Researchers say these findings are troubling because this means the increase in colorectal cancer diagnoses are not just because of more screening and colonoscopies, CBS News reports. Rebecca Siegel, strategic director of surveillance information services at the American Cancer Society and lead author on the study, said, “This is not good news. We looked at adults from ages 20 to 54 and following several decades of pretty rapid declines in death rates, over the past decade deaths in this age group have been increasing.” She added, “This indicates that there’s actually a true increase in disease.
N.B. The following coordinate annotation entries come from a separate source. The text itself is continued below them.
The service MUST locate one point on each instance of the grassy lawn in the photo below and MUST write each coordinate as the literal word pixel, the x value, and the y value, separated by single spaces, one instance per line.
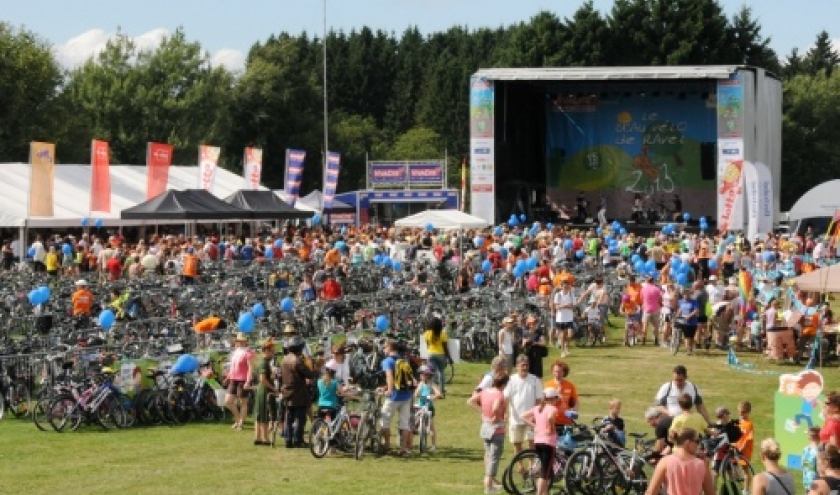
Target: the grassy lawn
pixel 203 458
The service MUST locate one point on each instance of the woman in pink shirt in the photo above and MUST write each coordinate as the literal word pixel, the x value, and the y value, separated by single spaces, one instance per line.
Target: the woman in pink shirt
pixel 541 419
pixel 492 405
pixel 682 472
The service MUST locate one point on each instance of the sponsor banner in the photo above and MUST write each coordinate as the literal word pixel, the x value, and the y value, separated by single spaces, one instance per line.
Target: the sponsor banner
pixel 42 179
pixel 730 108
pixel 208 160
pixel 100 183
pixel 252 168
pixel 730 185
pixel 158 161
pixel 331 182
pixel 425 174
pixel 387 175
pixel 294 174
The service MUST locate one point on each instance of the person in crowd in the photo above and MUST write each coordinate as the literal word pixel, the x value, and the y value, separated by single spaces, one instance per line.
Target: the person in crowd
pixel 264 401
pixel 682 472
pixel 775 480
pixel 492 406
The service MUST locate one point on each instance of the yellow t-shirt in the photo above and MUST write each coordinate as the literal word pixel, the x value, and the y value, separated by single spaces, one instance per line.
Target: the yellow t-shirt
pixel 435 345
pixel 690 420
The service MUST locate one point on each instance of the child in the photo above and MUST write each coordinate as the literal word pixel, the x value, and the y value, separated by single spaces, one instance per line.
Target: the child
pixel 425 393
pixel 809 457
pixel 541 419
pixel 614 424
pixel 745 443
pixel 633 314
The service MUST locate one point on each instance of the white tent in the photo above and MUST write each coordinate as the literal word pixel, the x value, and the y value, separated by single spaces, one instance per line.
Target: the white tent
pixel 821 201
pixel 442 219
pixel 71 193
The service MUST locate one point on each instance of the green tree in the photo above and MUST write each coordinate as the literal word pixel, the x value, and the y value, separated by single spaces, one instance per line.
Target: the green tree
pixel 29 81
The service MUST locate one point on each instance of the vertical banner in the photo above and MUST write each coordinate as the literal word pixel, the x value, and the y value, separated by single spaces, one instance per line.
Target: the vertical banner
pixel 482 151
pixel 331 179
pixel 100 183
pixel 294 174
pixel 158 161
pixel 252 170
pixel 752 195
pixel 208 160
pixel 42 179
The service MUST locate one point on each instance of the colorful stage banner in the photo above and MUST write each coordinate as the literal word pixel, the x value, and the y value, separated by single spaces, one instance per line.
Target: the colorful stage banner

It’s not just detection of disease that was there and that we’re catching it earlier.”

This surge in colorectal cancer deaths was particularly surprising since, for decades, screening has been recommended for those 50 years old and up.

The researchers used data from the National Center for Health Statistics to analyze colorectal cancer deaths in people ages 20 to 54 from 1970 to 2014. There were over 242,000 deaths due to this cancer in that time frame.

Another interesting find was that the growing trend is being driven by colorectal cancer deaths in white men and women. The rate among African-Americans has declined.

Mortality rates for colorectal cancer deaths in adults 20 to 54 years of age went down from 6.3 per 100,000 in 1970 t0 3.9 per 100,000 in 2004. Then the numbers started going up again, reaching 4.3 per 100,000 individuals in 2014.

Siegel notes that the findings are surprising because they appear to be inconsistent with trends for major risk factors in colorectal cancer, such as obesity. She said, “The thinking has been that the reason we’re seeing the increase in this disease is because of the excess body weight we’ve been dealing with for the past several decades, but the obesity epidemic has affected everyone universally across races and ethnicities and if anything the increase in obesity in the black population has been higher.”

Why this is so is unclear, Siegel said.

The answer is that no one really knows why this is happening.

Researchers are looking into the matter, but many experts believe that the answer may lie partly in the microbiome, or the bacteria that normally live in the human body. Siegel said, “I think we’re going to need more time for etiologic studies to try to understand this.”

The important thing for now is to catch the cancer early on. If caught and treated in the early stages, treatment results work an estimated 50% of the time, according to the National Cancer Institute.

The study was published in the Journal of the American Medical Association.